Connection to Prior Wiki Knowledge
Sibling to Persistent Agent Infrastructure (2026-04-23). Persistent agent infrastructure asked how to make agent state durable across long sessions. ClawGym is the training-data counterpart: how to generate workflows over persistent state at scale. Together they form the personal-agent stack — execution substrate (Persistent Agent Infrastructure) + training data infra (ClawGym).
Resolves an open question from From Skills to Talent (2026-04-28). That paper proposed organizing agents as a Talent Market with skill matching. ClawGym's skill-grounded bottom-up synthesis route is one concrete way to populate that market: skills become the atomic unit from which workflows are composed. The 13.5K-task dataset is, in effect, a snapshot of what the talent market would look like for a single agent type.

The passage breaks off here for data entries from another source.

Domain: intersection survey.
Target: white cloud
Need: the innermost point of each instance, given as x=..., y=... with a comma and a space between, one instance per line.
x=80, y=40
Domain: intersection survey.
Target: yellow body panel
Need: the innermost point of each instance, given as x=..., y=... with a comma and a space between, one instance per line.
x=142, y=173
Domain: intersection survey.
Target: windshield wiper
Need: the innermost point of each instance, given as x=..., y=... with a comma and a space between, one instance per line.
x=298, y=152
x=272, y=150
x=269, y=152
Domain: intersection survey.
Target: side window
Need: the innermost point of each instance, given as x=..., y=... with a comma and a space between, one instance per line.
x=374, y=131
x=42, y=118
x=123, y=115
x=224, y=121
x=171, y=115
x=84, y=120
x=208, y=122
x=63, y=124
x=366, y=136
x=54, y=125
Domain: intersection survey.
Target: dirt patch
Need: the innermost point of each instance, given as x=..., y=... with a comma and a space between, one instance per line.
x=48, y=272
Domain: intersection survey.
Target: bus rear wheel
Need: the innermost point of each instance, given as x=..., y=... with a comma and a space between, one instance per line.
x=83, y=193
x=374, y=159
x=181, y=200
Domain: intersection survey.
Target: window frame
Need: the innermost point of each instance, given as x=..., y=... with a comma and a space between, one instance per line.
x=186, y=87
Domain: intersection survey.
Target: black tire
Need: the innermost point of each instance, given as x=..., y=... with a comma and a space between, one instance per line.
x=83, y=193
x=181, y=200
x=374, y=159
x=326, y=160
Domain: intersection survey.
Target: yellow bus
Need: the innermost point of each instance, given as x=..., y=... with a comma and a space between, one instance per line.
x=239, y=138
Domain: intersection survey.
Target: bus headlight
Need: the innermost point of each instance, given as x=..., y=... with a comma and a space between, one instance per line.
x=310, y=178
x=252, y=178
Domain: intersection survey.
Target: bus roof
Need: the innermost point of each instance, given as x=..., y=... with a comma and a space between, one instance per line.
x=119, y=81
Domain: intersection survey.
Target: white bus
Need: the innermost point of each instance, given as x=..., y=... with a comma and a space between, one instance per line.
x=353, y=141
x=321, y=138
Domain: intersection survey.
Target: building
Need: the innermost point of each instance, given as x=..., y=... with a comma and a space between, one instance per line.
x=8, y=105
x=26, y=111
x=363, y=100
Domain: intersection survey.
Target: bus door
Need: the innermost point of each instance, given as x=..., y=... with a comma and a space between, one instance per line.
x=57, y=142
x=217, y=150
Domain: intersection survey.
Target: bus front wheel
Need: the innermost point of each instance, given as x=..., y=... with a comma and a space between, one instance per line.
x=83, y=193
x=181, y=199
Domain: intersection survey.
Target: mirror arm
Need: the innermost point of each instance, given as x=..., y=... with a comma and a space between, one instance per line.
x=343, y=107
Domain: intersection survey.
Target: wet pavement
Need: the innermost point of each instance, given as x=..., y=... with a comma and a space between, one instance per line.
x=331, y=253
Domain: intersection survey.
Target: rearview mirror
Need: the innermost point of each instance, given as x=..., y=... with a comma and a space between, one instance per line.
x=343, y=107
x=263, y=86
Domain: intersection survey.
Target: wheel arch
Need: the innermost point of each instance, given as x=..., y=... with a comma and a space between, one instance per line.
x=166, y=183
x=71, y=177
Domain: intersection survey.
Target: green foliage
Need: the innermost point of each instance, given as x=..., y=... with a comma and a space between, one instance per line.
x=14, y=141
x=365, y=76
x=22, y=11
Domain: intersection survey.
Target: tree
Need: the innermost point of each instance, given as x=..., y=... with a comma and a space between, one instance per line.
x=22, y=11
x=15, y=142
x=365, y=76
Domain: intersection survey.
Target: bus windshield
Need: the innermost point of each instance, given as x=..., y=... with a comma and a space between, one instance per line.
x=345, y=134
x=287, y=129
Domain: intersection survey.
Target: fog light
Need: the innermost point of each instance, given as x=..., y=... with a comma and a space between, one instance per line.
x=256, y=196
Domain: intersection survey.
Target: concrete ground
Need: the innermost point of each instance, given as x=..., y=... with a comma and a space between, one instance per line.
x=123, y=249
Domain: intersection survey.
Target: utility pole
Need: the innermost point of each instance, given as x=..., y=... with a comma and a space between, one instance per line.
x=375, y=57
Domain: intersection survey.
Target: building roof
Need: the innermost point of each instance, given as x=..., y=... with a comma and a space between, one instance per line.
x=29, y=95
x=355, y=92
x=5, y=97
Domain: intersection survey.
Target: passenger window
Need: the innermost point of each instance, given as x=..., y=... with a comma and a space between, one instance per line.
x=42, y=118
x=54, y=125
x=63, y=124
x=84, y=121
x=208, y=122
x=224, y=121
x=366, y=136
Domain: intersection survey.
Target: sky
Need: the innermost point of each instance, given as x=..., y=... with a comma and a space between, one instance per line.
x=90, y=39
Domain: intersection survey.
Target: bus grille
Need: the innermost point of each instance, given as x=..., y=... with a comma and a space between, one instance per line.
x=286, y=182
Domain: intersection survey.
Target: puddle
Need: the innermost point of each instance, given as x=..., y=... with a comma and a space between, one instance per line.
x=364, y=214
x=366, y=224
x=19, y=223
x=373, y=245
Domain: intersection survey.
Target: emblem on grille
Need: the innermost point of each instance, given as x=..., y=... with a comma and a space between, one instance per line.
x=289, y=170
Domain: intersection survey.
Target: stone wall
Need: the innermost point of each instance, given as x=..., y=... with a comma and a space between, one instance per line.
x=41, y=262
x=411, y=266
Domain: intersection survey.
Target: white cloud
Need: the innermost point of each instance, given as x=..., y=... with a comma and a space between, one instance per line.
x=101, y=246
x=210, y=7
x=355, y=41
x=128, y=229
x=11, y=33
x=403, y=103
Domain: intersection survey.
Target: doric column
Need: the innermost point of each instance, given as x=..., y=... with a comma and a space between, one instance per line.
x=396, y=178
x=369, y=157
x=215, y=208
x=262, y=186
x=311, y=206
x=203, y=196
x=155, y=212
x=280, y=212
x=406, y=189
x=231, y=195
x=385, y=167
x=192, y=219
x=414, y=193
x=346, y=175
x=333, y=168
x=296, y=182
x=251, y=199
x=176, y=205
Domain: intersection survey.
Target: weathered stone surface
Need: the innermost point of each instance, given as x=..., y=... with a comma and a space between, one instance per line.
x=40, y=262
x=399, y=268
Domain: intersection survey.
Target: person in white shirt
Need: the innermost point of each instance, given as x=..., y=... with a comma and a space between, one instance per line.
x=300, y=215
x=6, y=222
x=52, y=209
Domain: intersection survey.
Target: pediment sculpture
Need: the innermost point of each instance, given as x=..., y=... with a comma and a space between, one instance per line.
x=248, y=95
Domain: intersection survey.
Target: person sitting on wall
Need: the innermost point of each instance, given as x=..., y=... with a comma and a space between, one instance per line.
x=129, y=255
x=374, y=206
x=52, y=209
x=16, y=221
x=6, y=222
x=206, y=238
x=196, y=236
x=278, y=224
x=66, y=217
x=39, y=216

Confirms a now-clear pattern across April papers. Reward-Free Self-Evolution Agents (04-21), AgentSpex (04-22), ML-Intern (04-22), and now ClawGym all share a structural design: synthetic-data engine + verification harness + RL on per-task sandboxes. Four papers in three weeks converging on the same pipeline shape — the field has converged on the recipe for training agentic models.
Research Angle
The dual-route synthesis split (persona-driven vs skill-grounded) is the most interesting design choice. Persona-driven synthesis covers realistic distributions but is bounded by persona diversity; skill-grounded synthesis covers compositional space but may produce unrealistic workflows. The optimal mixture is task-dependent and currently hand-tuned. A follow-up that learns the persona/skill ratio against a downstream benchmark would generalize the framework.

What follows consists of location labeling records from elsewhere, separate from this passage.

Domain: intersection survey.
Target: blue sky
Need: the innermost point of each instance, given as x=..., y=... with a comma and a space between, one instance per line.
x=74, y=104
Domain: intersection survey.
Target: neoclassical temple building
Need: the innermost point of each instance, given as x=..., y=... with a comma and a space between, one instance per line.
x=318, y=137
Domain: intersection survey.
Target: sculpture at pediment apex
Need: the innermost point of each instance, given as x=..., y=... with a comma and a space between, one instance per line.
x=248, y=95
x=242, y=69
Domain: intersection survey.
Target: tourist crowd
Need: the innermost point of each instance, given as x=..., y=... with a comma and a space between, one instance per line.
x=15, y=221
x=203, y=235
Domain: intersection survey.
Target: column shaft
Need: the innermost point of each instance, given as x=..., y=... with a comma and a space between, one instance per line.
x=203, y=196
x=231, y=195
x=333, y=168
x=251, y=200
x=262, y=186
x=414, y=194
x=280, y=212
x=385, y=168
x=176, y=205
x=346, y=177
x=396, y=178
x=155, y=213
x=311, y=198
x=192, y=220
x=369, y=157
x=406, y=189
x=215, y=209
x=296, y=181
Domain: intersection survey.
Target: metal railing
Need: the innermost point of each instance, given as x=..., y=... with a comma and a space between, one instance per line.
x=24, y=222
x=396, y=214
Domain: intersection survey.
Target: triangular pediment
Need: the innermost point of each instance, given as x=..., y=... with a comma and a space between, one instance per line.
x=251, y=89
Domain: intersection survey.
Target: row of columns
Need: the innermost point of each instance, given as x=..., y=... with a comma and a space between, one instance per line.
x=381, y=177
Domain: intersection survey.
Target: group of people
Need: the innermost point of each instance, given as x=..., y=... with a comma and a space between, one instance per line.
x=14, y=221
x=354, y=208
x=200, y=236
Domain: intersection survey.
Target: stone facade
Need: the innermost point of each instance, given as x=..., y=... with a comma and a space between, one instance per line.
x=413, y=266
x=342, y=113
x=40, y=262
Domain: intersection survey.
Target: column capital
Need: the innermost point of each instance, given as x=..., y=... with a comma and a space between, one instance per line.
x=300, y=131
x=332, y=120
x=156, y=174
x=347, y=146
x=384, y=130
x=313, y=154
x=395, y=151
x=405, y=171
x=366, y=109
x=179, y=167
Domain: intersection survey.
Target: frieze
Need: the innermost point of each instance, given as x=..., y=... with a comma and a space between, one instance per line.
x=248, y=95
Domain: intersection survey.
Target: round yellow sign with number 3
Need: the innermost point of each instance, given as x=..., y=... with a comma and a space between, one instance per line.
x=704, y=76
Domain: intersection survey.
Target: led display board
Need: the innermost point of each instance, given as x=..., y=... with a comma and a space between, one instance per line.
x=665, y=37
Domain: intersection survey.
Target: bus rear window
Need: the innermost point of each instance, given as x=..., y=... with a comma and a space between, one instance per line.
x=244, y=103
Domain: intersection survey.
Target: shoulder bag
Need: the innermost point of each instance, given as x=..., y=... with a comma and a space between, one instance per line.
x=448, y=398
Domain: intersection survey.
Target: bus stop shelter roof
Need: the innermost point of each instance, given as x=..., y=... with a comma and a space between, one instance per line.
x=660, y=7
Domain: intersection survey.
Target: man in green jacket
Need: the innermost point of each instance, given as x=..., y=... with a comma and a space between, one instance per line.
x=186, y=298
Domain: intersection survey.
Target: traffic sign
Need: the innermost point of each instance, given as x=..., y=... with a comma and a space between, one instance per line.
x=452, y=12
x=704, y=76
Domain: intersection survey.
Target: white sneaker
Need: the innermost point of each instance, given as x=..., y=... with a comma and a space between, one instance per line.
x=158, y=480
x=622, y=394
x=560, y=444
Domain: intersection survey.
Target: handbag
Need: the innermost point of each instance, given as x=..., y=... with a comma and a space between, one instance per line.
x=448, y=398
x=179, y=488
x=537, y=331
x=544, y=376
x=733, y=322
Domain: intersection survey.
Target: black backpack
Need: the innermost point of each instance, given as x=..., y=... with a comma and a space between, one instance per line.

A second thread: the gap between Qwen3-8B (+43.46%) and Qwen3-30B-A3B (+25.96%) on ClawGym-Bench is the wrong way around if the task is just "harder = more capacity needed." The smaller model gains more. This is consistent with the TEMPO observation (04-22) that test-time training and RL fine-tuning reward smaller models proportionally more — they have more to learn from the data, while larger models already encode the relevant priors. Worth tracking whether this is a consistent regularity across agent training corpora.